It started with a simple question in 2016 – ‘Should the United Kingdom remain a member of the European Union or leave the European Union?’ At the time, it was thought the vote would lead to a binary outcome, but it has since evolved into anything but that. We have seen a General Election, Article 50 triggered, two and a half years of intense negotiations, countless resignations, the Irish backstop debacle, a government found in contempt and a deal losing by the biggest margin in British history. If things have not already escalated enough, we now have cross-party involvement. Varying ideas such as ruling out a no deal, staying in the customs union, a second referendum and extending Article 50, have all been thrown into the mix. The same subject dominating the news each day with no end in sight may drive most people a little mad, but for us traders, it presents opportunities.

What have we got to look forward to? In a week that saw her deal shot down but still retain Parliament’s confidence, PM May will present plan B to the House on Monday. Cross-party talks, minus Labour Leader Jeremy Corbyn, may yield a new path. This could be significant for the pound as sterling-friendly options include extending Article 50, staying within the customs union and ruling out a no deal. It’s hard to see how any of these three options could come to fruition. An extension of Article 50 requires EU approval, the PM May has ruled out the customs union and a no deal is enshrined in law as the default option if a withdrawal agreement cannot be agreed.

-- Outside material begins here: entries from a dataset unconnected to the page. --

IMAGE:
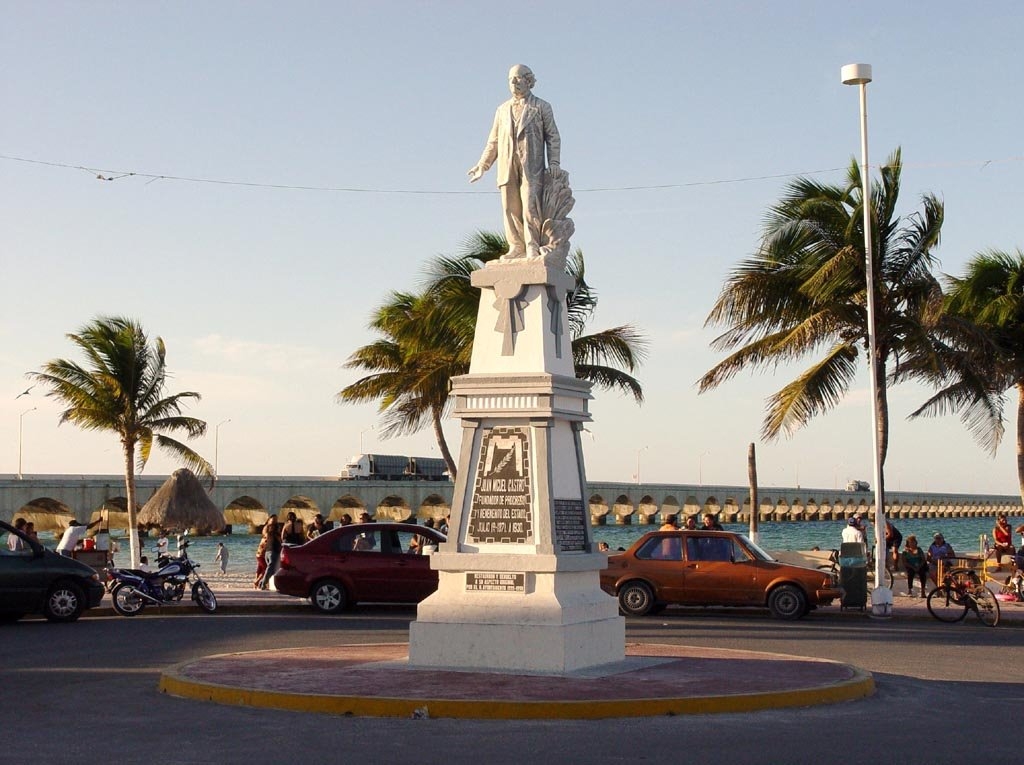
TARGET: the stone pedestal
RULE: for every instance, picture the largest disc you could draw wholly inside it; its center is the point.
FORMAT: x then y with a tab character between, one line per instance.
518	578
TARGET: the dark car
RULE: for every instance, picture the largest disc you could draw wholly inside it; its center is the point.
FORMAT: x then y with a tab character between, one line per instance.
34	580
693	567
361	562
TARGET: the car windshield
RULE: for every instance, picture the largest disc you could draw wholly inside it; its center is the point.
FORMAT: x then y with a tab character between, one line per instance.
755	550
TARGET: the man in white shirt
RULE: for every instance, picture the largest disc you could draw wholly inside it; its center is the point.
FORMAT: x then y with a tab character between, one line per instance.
854	532
72	536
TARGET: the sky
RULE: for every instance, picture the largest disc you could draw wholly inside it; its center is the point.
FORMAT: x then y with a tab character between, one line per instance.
275	169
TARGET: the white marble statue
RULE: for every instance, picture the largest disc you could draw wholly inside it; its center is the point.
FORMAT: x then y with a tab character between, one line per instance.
536	194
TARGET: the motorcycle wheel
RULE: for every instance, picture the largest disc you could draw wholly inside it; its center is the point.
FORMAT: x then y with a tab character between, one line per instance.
126	600
203	595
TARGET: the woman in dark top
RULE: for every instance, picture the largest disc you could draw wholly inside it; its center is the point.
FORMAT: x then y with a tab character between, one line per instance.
914	563
271	533
293	534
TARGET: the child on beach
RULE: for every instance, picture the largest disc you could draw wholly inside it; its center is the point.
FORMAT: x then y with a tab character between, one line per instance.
221	557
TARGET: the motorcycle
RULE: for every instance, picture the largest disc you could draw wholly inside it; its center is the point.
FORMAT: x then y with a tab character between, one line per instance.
135	590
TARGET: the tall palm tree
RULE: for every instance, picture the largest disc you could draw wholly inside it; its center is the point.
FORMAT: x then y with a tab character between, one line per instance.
121	388
805	292
428	339
982	352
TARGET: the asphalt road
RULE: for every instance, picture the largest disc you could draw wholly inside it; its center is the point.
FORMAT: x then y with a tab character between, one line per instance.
87	692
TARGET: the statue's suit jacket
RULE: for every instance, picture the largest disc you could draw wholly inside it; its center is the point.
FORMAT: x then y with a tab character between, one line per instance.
537	129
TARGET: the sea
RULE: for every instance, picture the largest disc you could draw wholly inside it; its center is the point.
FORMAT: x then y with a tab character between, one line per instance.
964	534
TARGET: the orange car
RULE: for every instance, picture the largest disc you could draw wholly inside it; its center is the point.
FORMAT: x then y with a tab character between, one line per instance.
687	567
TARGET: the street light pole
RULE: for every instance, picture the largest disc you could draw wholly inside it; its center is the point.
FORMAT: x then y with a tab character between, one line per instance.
639	451
860	75
20	423
216	444
365	430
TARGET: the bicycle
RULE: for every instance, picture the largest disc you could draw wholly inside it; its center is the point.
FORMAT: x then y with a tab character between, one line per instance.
962	590
1011	588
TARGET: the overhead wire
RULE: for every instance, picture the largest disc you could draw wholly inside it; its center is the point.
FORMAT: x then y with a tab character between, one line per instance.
111	175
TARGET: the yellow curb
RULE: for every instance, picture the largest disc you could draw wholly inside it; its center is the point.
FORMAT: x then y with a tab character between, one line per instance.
175	683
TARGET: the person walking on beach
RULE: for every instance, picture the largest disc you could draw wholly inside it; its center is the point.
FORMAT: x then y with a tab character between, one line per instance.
711	523
221	558
1003	537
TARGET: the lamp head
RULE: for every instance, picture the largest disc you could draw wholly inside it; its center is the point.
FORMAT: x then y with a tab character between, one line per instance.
856	74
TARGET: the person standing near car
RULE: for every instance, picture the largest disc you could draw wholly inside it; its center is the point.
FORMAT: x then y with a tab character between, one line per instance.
316	527
893	540
271	536
711	523
1003	538
366	540
939	550
15	543
854	532
915	565
292	533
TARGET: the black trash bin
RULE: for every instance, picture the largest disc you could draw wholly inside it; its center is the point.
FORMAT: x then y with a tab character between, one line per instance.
853	575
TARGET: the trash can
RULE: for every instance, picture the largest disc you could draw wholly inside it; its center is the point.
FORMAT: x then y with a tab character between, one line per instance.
853	575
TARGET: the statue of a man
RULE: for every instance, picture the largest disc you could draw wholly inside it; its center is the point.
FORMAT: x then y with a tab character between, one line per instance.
523	130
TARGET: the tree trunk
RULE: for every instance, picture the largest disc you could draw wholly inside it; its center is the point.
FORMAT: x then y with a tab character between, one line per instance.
133	541
882	407
442	443
1020	438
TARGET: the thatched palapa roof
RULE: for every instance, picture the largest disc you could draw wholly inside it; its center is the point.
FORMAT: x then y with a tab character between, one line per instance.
182	503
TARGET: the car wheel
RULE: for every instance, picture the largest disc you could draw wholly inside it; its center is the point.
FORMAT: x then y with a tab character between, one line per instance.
787	602
636	599
65	602
329	596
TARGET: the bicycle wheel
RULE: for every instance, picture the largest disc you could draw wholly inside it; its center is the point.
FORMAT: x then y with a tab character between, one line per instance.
986	605
945	606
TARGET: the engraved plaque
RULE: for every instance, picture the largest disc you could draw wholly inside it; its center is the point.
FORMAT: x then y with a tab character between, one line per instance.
570	529
501	511
496	582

Though these options seem unlikely, with the withdrawal date rapidly approaching and a house deeply divided on whether they should deliver on the 2016 referendum or not, anything can happen.


Sterling has been enjoying a brief respite lately with the possibilities of Brexit becoming a little softer. GBP/USD has traded up to levels seen back in November, before we fell down to 20-month lows. A price of around 1.3 was traded but has since fallen back lower. It seems we are in a trend channel which has been developing to the downside for some time; a solid move above here with a sustained hold could pave the way for further gains. Above 1.3086 we have a 38.2% fib at 1.3178, which further pushes up bringing the July/September highs into focus between 1.3296/1.3343. The remaining fibs sit at 1.3407(50%) and 1.3637 (61.8%).

Momentum can spin around at the flick of a switch, and I’m positive initial knee-jerk reactions will happen at the prospect of a no deal. Recent lows of 1.2435 should be easily overcome, as trading heads towards 1.2381/1.2317 and then the 2016 lows at 1.17.